Hal ini terjadi karena banyak penduduk yang tidak terserap dalam industri berteknologi modern yang banyak menggunakan mesin. Di sisi lain, industri tradisional kehilangan pasar yang telah dicukupi industri modern serta kesulitan untuk mendapatkan pinjaman.
Masih merujuk pada Laporan Bank Dunia tahun 2015, tingginya ketimpangan ekonomi yang terjadi di Indonesia, tak terkecuali DKI Jakarta, adalah pekerjaan yang tidak merata. Tidak sedikit warga Ibukota yang menjalankan pekerjaan dengan tingkat produktivitas rendah, bersifat informal dan berupah rendah.
Angkatan kerja di DKI Jakarta pada Februari 2018, mayoritas (42,6 persen) berpendidikan menengah (SMP-SMA). Hanya 20,39 persen yang berpendidikan sarjana. Angka tersebut juga menunjukkan penurunan dibandingkan Agustus 2017 (23,94 persen).

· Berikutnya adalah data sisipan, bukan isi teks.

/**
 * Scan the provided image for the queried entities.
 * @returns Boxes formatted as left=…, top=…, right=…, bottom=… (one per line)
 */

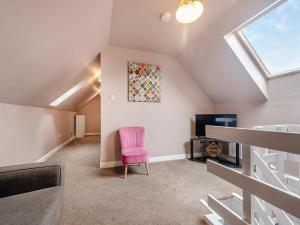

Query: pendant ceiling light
left=176, top=0, right=204, bottom=24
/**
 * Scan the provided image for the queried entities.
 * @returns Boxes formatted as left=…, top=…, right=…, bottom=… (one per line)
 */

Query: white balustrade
left=201, top=125, right=300, bottom=225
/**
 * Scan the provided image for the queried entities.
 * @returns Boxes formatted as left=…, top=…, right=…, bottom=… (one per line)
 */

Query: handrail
left=205, top=126, right=300, bottom=155
left=207, top=160, right=300, bottom=219
left=203, top=126, right=300, bottom=224
left=207, top=194, right=250, bottom=225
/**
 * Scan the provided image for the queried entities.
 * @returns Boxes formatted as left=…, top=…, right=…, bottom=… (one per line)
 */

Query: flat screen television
left=195, top=114, right=237, bottom=137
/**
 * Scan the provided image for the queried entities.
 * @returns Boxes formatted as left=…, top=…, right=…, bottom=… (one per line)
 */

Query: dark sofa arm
left=0, top=161, right=64, bottom=198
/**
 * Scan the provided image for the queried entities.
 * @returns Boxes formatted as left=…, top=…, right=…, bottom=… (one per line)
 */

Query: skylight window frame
left=236, top=31, right=300, bottom=79
left=234, top=0, right=300, bottom=80
left=235, top=31, right=272, bottom=79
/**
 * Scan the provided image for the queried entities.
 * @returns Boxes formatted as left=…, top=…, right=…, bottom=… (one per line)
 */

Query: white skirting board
left=99, top=152, right=201, bottom=168
left=35, top=136, right=75, bottom=162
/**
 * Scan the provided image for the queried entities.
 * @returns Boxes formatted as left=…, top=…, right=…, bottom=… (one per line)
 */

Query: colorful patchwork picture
left=128, top=62, right=161, bottom=103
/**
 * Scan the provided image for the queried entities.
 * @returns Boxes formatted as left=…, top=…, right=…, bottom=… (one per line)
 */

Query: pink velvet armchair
left=119, top=127, right=150, bottom=179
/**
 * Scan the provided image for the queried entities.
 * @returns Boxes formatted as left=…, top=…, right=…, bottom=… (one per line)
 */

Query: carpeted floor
left=49, top=136, right=240, bottom=225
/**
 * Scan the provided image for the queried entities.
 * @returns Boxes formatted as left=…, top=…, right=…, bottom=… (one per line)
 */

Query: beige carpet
left=49, top=136, right=240, bottom=225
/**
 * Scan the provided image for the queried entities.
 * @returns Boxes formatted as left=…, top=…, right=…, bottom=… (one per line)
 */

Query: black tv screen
left=195, top=114, right=237, bottom=137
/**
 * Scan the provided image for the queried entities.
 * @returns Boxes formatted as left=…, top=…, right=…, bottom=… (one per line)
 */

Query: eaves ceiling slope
left=0, top=0, right=113, bottom=111
left=0, top=0, right=278, bottom=110
left=178, top=0, right=277, bottom=103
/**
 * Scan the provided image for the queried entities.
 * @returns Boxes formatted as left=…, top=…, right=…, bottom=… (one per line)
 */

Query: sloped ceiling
left=178, top=0, right=277, bottom=103
left=110, top=0, right=239, bottom=55
left=0, top=0, right=113, bottom=111
left=0, top=0, right=280, bottom=109
left=110, top=0, right=281, bottom=103
left=51, top=54, right=101, bottom=111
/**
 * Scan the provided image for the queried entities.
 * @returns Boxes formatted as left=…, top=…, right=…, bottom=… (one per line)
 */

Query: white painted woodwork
left=200, top=199, right=219, bottom=216
left=203, top=214, right=224, bottom=225
left=252, top=151, right=287, bottom=190
left=207, top=160, right=300, bottom=219
left=205, top=126, right=300, bottom=155
left=261, top=152, right=278, bottom=163
left=252, top=150, right=294, bottom=225
left=252, top=197, right=273, bottom=225
left=201, top=194, right=244, bottom=225
left=207, top=194, right=250, bottom=225
left=253, top=125, right=300, bottom=195
left=242, top=144, right=251, bottom=223
left=204, top=125, right=300, bottom=224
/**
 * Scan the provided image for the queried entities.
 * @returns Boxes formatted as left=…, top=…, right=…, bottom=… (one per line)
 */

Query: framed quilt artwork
left=128, top=61, right=161, bottom=103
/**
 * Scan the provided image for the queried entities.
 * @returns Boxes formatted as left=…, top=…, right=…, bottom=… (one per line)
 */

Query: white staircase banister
left=253, top=151, right=288, bottom=190
left=252, top=151, right=295, bottom=225
left=205, top=126, right=300, bottom=155
left=207, top=194, right=250, bottom=225
left=207, top=160, right=300, bottom=219
left=252, top=197, right=273, bottom=225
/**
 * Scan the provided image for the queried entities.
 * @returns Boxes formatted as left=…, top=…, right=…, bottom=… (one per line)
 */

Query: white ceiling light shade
left=176, top=0, right=204, bottom=24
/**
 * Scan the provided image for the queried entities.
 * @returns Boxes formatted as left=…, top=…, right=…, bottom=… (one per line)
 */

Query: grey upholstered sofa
left=0, top=161, right=64, bottom=225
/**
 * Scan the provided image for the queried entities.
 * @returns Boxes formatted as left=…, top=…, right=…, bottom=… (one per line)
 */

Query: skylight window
left=50, top=80, right=86, bottom=107
left=237, top=0, right=300, bottom=78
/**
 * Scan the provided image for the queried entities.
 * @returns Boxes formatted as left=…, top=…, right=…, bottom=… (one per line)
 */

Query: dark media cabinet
left=190, top=136, right=241, bottom=168
left=192, top=114, right=240, bottom=167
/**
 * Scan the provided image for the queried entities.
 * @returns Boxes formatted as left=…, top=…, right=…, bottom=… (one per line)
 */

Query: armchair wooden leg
left=124, top=165, right=128, bottom=179
left=145, top=162, right=149, bottom=175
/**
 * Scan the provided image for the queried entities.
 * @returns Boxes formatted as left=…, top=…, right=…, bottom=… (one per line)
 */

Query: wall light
left=176, top=0, right=204, bottom=24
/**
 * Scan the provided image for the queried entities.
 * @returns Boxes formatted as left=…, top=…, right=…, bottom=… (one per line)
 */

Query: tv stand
left=190, top=136, right=240, bottom=167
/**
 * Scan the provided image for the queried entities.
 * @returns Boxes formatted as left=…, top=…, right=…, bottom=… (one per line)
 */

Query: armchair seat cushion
left=0, top=186, right=63, bottom=225
left=122, top=148, right=149, bottom=165
left=122, top=147, right=149, bottom=156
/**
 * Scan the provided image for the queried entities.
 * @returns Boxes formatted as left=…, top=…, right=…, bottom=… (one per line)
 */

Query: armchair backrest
left=0, top=161, right=64, bottom=198
left=119, top=127, right=145, bottom=149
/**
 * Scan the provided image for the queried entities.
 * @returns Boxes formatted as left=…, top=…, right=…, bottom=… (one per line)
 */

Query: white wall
left=101, top=47, right=213, bottom=163
left=77, top=95, right=100, bottom=134
left=214, top=73, right=300, bottom=127
left=0, top=103, right=75, bottom=166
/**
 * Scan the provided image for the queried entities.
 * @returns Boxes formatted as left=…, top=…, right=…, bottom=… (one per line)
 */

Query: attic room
left=0, top=0, right=300, bottom=225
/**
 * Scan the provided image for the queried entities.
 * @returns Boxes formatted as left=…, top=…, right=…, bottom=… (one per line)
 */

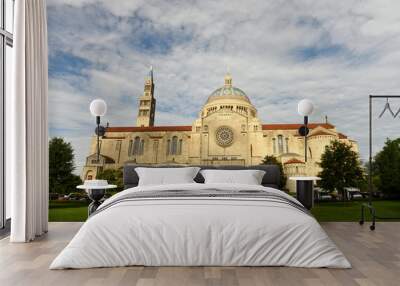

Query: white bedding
left=50, top=183, right=351, bottom=269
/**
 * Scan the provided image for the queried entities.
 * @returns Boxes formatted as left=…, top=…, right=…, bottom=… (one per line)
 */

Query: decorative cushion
left=200, top=169, right=266, bottom=185
left=135, top=167, right=201, bottom=186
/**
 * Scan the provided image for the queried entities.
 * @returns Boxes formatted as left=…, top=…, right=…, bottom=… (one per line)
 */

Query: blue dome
left=210, top=86, right=248, bottom=97
left=207, top=86, right=251, bottom=104
left=206, top=73, right=251, bottom=104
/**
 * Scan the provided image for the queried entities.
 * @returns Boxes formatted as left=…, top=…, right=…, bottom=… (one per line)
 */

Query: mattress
left=50, top=183, right=350, bottom=269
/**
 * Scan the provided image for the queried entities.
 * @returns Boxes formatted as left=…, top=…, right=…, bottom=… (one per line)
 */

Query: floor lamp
left=89, top=99, right=107, bottom=163
left=360, top=95, right=400, bottom=231
left=297, top=99, right=314, bottom=162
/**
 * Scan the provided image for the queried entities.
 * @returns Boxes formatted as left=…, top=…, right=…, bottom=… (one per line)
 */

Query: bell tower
left=136, top=66, right=156, bottom=127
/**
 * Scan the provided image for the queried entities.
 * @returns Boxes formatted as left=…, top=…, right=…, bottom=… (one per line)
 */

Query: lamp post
left=290, top=99, right=316, bottom=210
left=80, top=99, right=109, bottom=215
left=297, top=99, right=314, bottom=162
left=89, top=99, right=107, bottom=163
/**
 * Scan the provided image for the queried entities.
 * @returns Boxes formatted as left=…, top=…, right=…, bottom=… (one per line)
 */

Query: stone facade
left=82, top=71, right=358, bottom=192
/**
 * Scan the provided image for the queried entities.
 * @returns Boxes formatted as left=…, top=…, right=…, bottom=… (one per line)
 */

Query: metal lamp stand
left=293, top=116, right=316, bottom=209
left=360, top=95, right=400, bottom=231
left=304, top=115, right=308, bottom=162
left=94, top=116, right=106, bottom=174
left=96, top=115, right=100, bottom=163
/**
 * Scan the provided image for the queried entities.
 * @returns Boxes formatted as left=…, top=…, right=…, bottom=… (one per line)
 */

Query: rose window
left=215, top=126, right=234, bottom=147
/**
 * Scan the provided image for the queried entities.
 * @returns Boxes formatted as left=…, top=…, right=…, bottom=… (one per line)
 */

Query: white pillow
left=135, top=167, right=201, bottom=186
left=200, top=169, right=266, bottom=185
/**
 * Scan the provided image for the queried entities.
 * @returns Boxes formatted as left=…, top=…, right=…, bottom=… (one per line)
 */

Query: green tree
left=97, top=168, right=124, bottom=192
left=49, top=137, right=82, bottom=195
left=261, top=155, right=287, bottom=189
left=318, top=140, right=364, bottom=202
left=363, top=161, right=379, bottom=193
left=374, top=138, right=400, bottom=198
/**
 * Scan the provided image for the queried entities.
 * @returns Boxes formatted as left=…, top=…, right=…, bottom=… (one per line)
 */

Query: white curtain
left=8, top=0, right=48, bottom=242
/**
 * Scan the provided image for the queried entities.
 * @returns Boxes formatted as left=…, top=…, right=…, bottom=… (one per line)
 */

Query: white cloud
left=47, top=0, right=400, bottom=173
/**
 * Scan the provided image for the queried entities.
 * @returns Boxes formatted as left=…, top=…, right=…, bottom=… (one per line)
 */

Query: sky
left=47, top=0, right=400, bottom=175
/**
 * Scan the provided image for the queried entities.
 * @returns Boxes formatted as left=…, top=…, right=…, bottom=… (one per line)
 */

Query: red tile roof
left=106, top=126, right=192, bottom=132
left=284, top=158, right=305, bottom=165
left=338, top=133, right=348, bottom=139
left=106, top=123, right=334, bottom=133
left=309, top=130, right=334, bottom=137
left=262, top=123, right=334, bottom=130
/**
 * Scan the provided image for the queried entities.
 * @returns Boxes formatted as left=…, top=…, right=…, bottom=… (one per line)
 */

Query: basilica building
left=82, top=69, right=358, bottom=191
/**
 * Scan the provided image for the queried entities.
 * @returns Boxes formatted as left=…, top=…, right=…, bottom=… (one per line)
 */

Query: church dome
left=210, top=86, right=248, bottom=98
left=206, top=73, right=251, bottom=104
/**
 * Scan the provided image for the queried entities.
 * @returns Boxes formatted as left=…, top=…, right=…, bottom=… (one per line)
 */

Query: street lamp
left=297, top=99, right=314, bottom=162
left=90, top=99, right=107, bottom=163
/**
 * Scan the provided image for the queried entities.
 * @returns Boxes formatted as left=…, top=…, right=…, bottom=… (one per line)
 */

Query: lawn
left=311, top=200, right=400, bottom=221
left=49, top=200, right=89, bottom=222
left=49, top=199, right=400, bottom=222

Tenaga kerja berkualitas tinggi yang proporsinya kecil tersebut akan menerima upah tinggi dan cenderung naik sesuai dengan ketrampilan yang dimiliknya. Adapun tenaga kerja berpendidikan rendah dan sedang yg proporsinya mencapai sekitar 79 persen tersebut akan menerima upah rendah dan tidak semua terserap pada sektor formal.
Perbedaan upah antara tenaga kerja berpendidikan tinggi dan rendah masih akan terjadi. Kaum migran yang bermigrasi ke DKI Jakarta rata-rata berpendidikan rendah hingga menengah. Survei Sosial Ekonomi Nasional 2017 mendata, ada 49 persen migran risen yang sekolah hingga SMP-SMA dan 25,7 persen yang berpendidikan rendah.
Mempersempit Ketimpangan
Jurang ketimpangan antar kelompok warga Ibukota penting mendapatkan perhatian pemerintah agar tidak semakin timpang. Ketimpangan yang terus melebar dapat memperlambat pertumbuhan ekonomi ke depan jika warga berpenghasilan terendah gagal keluar dari dari kemiskinan.
Penelitian Bank Dunia (2015) menunjukkan, saat total penghasilan dari 20 persen warga terkaya naik 5 poin persentase, maka pertumbuhan ekonomi turun 0,4 poin persentase.
Selain itu, tingginya ketimpangan bisa menimbulkan dampak sosial dan mempertajam konflik. Semakin tingginya angka kriminalitas serta makin bervariasinya jenis kriminalitas di Jakarta salah satu akibatnya. Data Kriminal DKI Jakarta menurut Polda Metro Jaya pada 2018 mencapai 32.301 kasus.
Kebijakan pemerintah yang memihak rakyat kecil bisa mengurangi kesenjangan ekonomi di DKI Jakarta. Berbagai kebijakan yang telah dilakukan pemerintah DKI Jakarta. Diantaranya, Program Kartu Jakarta Pintar Plus, Kartu Jakarta Sehat, Kartu Jakarta Mahasiwa Unggul, Kartu Lansia, Kartu Pekerja Jakarta, menyelenggarakan operasi pasar rutin, Pengembangan Kewirausahaan Terpadu, serta Program Samawa untuk menyediakan perumahan yang terjangkau pada warga Ibukota.